Kumar: We both started filmmaking as video journalists fifteen years ago, and taking inspiration from and working inside dramatic situations with a camera. For this project we have also been influenced by the Norwegian film Oslo, August 31st which uses a brilliant storytelling technique of first and third person point of view by switching between a handheld camera and tripod. We also found inspiration from the repetitive prison scenes in Sam Peckinpah’s The Getaway

Filmmaker: What were the biggest challenges posed by production to those goals?

Kumar: The biggest challenge has been to try to predefine if the scenes represent calm or chaos, and from there decide how to shoot them. The production has given us plenty of surprises along the way, which has forced us to rethink our shooting. 

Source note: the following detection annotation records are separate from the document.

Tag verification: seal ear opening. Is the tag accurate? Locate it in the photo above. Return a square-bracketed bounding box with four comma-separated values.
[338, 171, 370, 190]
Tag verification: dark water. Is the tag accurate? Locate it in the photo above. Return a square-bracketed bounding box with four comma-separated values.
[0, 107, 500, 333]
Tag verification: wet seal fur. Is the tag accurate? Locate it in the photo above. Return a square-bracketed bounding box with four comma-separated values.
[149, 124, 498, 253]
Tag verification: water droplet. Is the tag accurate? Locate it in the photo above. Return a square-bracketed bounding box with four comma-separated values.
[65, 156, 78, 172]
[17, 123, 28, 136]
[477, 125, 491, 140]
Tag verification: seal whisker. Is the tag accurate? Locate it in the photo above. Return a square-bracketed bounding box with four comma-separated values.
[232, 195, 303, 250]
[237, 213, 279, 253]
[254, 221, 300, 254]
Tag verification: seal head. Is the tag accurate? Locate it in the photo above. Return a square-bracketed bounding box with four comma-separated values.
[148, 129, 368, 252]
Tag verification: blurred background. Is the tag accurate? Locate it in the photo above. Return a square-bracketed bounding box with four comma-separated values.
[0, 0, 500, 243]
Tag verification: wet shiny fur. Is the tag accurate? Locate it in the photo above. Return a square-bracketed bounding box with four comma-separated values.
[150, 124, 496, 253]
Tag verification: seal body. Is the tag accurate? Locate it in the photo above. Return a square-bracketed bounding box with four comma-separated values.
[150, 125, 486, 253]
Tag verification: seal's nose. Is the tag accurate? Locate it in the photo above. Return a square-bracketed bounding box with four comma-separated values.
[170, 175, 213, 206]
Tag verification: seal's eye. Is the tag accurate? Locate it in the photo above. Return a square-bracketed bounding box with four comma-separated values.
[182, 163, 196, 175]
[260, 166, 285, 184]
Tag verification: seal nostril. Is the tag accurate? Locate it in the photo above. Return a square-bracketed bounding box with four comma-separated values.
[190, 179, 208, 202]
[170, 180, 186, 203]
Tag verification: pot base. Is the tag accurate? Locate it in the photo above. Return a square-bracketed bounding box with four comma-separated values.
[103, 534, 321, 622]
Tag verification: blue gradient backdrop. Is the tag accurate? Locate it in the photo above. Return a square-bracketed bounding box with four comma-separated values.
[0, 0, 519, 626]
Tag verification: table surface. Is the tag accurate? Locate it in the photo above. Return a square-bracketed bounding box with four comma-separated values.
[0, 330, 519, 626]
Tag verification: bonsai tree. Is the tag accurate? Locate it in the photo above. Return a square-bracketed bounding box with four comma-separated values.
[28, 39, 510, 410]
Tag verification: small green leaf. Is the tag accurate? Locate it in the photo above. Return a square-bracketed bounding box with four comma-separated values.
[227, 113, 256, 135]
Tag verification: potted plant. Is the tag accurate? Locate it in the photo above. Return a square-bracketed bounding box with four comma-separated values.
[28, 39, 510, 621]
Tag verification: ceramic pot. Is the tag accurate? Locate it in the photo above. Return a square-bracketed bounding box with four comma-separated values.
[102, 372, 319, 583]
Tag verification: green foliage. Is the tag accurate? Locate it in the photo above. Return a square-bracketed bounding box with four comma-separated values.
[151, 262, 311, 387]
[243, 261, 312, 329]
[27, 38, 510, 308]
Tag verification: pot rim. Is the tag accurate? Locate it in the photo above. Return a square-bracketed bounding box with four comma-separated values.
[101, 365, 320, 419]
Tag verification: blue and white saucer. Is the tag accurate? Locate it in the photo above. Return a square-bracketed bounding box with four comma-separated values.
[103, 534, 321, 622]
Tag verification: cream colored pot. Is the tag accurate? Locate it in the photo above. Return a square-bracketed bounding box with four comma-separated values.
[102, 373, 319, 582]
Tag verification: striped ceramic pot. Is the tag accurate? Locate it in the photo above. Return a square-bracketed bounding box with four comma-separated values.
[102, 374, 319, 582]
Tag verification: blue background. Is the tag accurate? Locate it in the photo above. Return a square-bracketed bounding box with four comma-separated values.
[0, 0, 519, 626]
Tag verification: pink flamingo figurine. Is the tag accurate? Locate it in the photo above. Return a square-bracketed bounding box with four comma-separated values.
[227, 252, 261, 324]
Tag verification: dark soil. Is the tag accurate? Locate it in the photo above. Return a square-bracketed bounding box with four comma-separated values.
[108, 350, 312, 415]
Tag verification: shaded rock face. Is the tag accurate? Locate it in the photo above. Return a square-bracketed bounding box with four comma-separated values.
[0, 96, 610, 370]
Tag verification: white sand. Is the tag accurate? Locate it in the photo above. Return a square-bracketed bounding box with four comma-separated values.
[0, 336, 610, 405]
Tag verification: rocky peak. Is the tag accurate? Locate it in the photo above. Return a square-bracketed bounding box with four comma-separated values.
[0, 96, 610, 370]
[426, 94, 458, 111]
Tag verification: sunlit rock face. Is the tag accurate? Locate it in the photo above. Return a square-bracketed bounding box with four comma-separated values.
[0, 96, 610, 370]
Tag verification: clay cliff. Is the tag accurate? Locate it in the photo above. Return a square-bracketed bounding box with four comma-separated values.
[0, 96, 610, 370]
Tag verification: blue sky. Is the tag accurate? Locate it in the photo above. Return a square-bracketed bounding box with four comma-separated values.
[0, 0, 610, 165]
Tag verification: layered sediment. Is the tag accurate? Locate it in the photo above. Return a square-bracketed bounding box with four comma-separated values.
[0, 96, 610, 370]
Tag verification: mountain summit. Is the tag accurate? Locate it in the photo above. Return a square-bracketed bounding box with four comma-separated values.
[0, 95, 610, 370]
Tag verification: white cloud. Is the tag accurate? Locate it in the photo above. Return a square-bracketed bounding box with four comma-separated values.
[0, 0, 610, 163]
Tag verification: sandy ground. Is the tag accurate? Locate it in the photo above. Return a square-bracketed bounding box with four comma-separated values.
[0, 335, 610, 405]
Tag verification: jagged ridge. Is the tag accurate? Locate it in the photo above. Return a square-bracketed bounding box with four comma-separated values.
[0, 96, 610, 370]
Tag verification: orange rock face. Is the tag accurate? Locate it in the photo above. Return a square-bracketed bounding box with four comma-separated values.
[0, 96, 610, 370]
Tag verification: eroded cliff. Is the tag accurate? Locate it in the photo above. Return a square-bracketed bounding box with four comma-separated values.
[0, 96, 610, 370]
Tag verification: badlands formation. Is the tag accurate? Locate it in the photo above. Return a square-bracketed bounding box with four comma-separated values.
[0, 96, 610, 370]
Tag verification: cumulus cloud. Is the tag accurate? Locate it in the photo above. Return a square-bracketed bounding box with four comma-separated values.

Filmmaker: What camera did you shoot on? Why did you choose the camera that you did? What lenses did you use?

Kumar: Painting as an activity is quite harmonious, even when it’s inspired by chaos. A lot of the film was shot handheld and on the go, and because of that, our choice fell on the Sony FS5 which is a strong camera easily adaptable for any situation. We took inspiration from our subject’s state of mind when determining how to shoot the film visually. 

An example of this is that certain scenes with art thief Karl Bertil are shot in the streets of Oslo with a run and gun 24-105 Canon L lens, simply to keep up with him. For other scenes, for example when he’s in prison, with a quiet and contemplative state of mind were shot on a tripod using Carl Zeiss’ lenses with high bokeh effect. For us this adaptable setup has been crucial for having the flexibility to film in diverse situations-in the open public, in institutions and other locations.

Filmmaker: Describe your approach to lighting.

Kumar: Our main idea has been to keep the locations as close to reality as possible and because of that a lot of the film is shot in low light with some grain to keep it authentic. On locations that were simply too dark, we brought LED lamps to make the room easier to document on camera.

Filmmaker: What was the most difficult scene to realize and why? And how did you do it?

Kumar: Sometimes situations happen out of the blue. The scene I’ll never forget is when Bertil, the art thief visits Barbora, the painter, and sees his portrait for the first time. When he sees the painting, during a period of low self-esteem, he realizes that Barbora’s image of him is as a strong, intelligent, beautiful man. This makes him very emotional, and he starts crying and seeks comfort from his new friend. 

Documenting the scene on camera is sort of like a dance with the subjects, letting myself be drawn into their feelings without taking space in the room. By trying to analyze their feelings, I decided when to zoom in to a closer image of Bertil’s face, when to take a step back, and when to physically go closer as they hug for several minutes. It was a really remarkable situation.

Filmmaker: Finally, describe the finishing of the film. How much of your look was “baked in” versus realized in the DI?

Kumar: Looks-wise this is a classic documentary with a raw look. The colors blue and orange as well as the contrast have been enhanced in the grading, and it has a small touch of grain added to it.